A Closer Look at How NLP Works

NLP works by taking a big goal and breaking it into much smaller tasks for the computer to complete step-by-step. In order to understand how NLP works, you have to go way back to grammar school. NLP pipelines take an organically constructed sentence and approach it using logic, breaking it down to its root and enabling the computer to analyze it as data. Let’s take a look at what a generic NLP pipeline looks like:

Step 1: Segment the sentences in your document.

Step 2: Within the sentences, segment the individual words. This is known as “tokenization.”

Step 3: For each word, identify its Part of Speech (noun, verb, adjective, pronoun, adverb, preposition, conjunction, interjection). This is challenging because some words have more than one meaning and can fall into more than one Part of Speech category. For example, in this case, the word “the” is actually an adjective!

Step 4: Lemmatization, which is the process of finding the root, unconjugated version of a word.

Step 5: Identify and remove the “stop” words. Stop words include the, a, to, and, etc.

Step 6: Dependency parsing, which is the process of measuring how each word in a sentence relates to each other. In NLP, this means creating something called a “Parse Tree” that connects each word and illustrates how they are connected. Alternatively, if your goal is to extract general ideas from the text rather than details, some NLPs use something called “Noun Phrasing” to accomplish parsing more simplistically.

Step 7: Named Entity Recognition classifies proper nouns in the sentence. This step identifies things like people, places, names, dates, events, and more.

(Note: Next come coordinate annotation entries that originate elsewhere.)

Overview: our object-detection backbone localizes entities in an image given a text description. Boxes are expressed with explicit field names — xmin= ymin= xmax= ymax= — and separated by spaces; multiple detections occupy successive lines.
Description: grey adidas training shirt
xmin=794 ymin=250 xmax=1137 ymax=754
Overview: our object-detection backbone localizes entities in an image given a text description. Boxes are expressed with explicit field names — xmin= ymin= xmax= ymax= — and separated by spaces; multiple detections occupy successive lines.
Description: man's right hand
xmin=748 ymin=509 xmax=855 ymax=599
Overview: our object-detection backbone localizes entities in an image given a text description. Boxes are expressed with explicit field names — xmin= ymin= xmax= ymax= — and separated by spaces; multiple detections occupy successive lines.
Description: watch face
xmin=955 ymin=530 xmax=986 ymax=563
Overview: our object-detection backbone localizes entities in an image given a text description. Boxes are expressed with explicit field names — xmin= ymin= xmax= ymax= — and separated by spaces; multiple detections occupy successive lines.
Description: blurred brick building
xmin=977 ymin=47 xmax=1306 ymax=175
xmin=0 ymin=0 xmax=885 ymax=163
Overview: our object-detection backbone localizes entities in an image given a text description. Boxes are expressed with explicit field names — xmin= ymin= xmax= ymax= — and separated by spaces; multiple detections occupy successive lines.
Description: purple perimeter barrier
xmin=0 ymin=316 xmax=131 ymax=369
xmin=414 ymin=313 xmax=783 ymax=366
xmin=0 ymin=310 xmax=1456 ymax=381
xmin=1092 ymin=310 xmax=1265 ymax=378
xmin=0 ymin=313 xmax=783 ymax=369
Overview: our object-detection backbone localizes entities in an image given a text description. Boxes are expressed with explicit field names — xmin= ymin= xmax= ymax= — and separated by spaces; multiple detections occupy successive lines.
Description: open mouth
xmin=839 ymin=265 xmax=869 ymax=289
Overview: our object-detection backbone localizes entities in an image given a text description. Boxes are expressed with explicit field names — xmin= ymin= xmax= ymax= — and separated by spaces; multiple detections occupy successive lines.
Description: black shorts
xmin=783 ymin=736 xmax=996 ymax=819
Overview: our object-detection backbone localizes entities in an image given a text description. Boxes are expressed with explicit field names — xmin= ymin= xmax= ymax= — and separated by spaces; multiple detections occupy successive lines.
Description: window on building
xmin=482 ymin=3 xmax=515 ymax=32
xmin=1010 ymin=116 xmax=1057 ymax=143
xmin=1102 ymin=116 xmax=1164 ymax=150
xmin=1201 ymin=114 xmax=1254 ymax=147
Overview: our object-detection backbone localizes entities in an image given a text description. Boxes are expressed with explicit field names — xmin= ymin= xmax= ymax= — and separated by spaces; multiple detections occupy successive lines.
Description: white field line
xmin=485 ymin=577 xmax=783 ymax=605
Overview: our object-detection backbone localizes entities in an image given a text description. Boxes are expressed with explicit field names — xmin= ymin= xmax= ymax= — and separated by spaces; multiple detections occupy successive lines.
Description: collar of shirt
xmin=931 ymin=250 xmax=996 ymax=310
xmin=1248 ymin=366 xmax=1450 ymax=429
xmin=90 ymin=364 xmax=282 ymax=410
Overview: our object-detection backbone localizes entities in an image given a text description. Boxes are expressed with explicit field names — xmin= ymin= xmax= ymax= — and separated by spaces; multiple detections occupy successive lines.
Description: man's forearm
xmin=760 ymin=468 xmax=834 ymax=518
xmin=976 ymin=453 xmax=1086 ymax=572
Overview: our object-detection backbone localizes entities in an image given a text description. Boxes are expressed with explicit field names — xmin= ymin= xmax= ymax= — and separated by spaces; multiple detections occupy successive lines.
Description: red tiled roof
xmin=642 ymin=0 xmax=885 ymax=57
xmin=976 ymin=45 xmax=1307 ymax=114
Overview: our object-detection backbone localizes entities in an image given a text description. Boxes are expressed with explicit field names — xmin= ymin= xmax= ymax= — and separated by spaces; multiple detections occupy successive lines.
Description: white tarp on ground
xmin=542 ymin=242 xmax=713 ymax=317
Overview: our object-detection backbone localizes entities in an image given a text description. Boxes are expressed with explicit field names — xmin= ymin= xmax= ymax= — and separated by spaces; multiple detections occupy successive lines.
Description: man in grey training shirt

Step 8: Conference Resolution is the last and most difficult step. In human language, we use pronouns to describe things we have already named. He, she, it – these are all words we use to describe things. NLPs need to parse these words to make more connections and develop context in text.

This is a general idea of how NLP takes organic language and transforms it into data that a computer can understand and analyze.

How does Natural Language Processing Work in Systematic Reviews?

A systematic review is a collection of unformatted text. Systematic review software works by taking unformatted text and turning it into data that can be more easily analyzed. NLP takes this a step further and can be trained to extract data so that computers can use it and help automate SR tasks that were once quite time-intensive.

In DistillerSR, NLP speeds up the systematic review process by finding context in full-text documents. NLP powers the DistillerAI Toolkit, which speeds up the systematic review process by:

Helping to train and test on real project data to ensure accuracy and compare against work done by human reviewers
Sorting and ranking references based on the likelihood of inclusion
Automatically including or excluding references based on training data
Double checking that references have not been excluded erroneously

What are the Challenges of NLP?

Although natural language processing has advanced to an amazing degree, there are still some challenges. Most notably is the fact that the English language is–well, complicated. The language is nuanced, ambiguous, and downright messy sometimes. Different words have double or even triple meanings depending on the context. Grammar can change depending on the unique style of the writer, their background, age, or education level, and jargon, slang, etc. And colloquial expressions are a whole other kettle of fish (see what we did there?)

During the parse tree phase of the pipeline, there could be hundreds or even thousands of combinations that could confuse the NLP. But as the technology advances, programmers are building NLPs that compensate for the confusion in the English language and can make accurate decisions based on other data found in the sentence. It’s also helpful that this type of machine learning continues to learn from past data, making it more accurate the more you use it.

There’s no doubt about it; natural language processing is the future. Tomorrow’s systematic review is going to be faster, more efficient, with the same level of compliance and accuracy as human reviewers thanks to incredible technology like this.